New Times: We understand that you teach workshops on homesteading. Hasn't a self-sufficient lifestyle gone the way of the horse and buggy? We saw what happened to the main character in Into the Wild. Dude died alone on a broken-down school bus in the Alaskan brush.

Farmer John: I talk about this a lot. I heard a story on the farm last year where a volunteer got disgusted when they saw that carrots grew in the dirt! It really skipped a generation. Had it not been for the "hippie" movement, it probably would have been lost. The baby boomer generation all remember the chores they had to do in the garden, and their parents making everything from scratch. I'm excited about this new Great Depression "they" engineered. It forces everyone to be more frugal and to be do-it-yourselfers. We Americans were being way too wasteful!

NT: You teach classes on threading? What the heck is that?

FJ: Spinning wool and other fibers into thread/string/yarn to make your own clothes and rugs. If you decide to homestead in the middle of Alaska or Montana, where there isn't a Circle K around, we can teach you how to do everything from scratch. Another good way to make a rug is to tear apart old clothes into strips and mend them together.

NT: And what about rainwater harvesting?

FJ: It's where roof gutters capture rainwater and flow into cisterns. I already installed the gutters on the roof of my warehouse. I just need to set up the cisterns. I'm also talking to some companies about setting up a showroom at the warehouse that will display not only rainwater-harvesting components, but also solar panels and composting toilets.

NT: Composting toilets?

FJ: Yeah. They are toilets with a heating element that breaks down the waste into compost.

NT: What's this about seed saving?

FJ: Seeds are going to be the most critical thing for human survival because once the world runs out of food, we'll only have seeds. They will be worth more than gold and the biggest bartering tool.

NT: So, Farmer John, tell us where are we headed?

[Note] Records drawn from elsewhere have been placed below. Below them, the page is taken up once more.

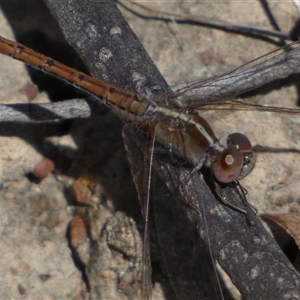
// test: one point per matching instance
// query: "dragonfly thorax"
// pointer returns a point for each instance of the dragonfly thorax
(191, 137)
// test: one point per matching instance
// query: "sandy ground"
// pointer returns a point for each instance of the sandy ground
(36, 260)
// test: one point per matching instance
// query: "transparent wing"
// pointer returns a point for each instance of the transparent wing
(275, 65)
(136, 148)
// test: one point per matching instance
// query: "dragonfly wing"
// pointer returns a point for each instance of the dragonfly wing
(275, 65)
(139, 163)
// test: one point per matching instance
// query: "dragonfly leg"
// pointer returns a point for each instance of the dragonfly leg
(225, 201)
(243, 195)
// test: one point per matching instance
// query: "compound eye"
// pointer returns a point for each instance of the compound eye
(227, 165)
(239, 141)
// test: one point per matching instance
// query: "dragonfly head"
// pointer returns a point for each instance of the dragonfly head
(236, 161)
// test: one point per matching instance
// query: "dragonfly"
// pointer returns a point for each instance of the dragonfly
(178, 98)
(178, 128)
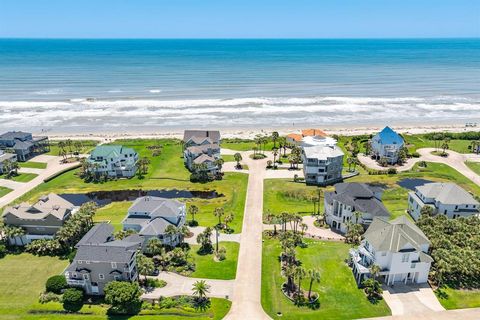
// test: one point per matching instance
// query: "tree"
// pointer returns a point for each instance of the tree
(145, 265)
(72, 300)
(200, 289)
(123, 296)
(193, 210)
(219, 212)
(314, 276)
(238, 157)
(56, 284)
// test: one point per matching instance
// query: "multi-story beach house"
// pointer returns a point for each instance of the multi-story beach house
(24, 144)
(114, 161)
(101, 259)
(40, 220)
(201, 148)
(151, 216)
(322, 164)
(387, 145)
(399, 248)
(353, 202)
(6, 158)
(444, 198)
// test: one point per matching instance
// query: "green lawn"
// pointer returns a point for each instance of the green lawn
(23, 279)
(4, 191)
(165, 172)
(458, 299)
(206, 267)
(21, 177)
(339, 296)
(33, 164)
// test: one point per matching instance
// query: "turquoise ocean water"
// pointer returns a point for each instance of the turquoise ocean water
(144, 85)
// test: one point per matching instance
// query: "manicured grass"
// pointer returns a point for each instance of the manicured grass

FJ: I'm waiting for the awakening of 2012, the fifth age — the Mayans, Black Elk, and Hopi know all about. An age where time is measured by art, not money. "They" are trying to stop it. Kind of like what they are doing with the art walk. They did the same thing with prohibition and the engineered Great Depression in the 1920s and '30s. The same with the Vietnam War and prohibition of psychedelics in the '60s. And now with this current mess. Everything is cyclical. The Mayans knew that. We would already be living in "paradise" if it weren't for the dominator class preventing it. Enlightened slaves don't make good slaves.

NT: When the world runs out of food, will we be crawling to you on hands and knees begging for a nibble?

FJ: I hope people come and learn how to do it themselves long before it happens. "Give a man an apple, he eats for a day. Teach a man/woman to grow them, and they eat for a lifetime." Something like that.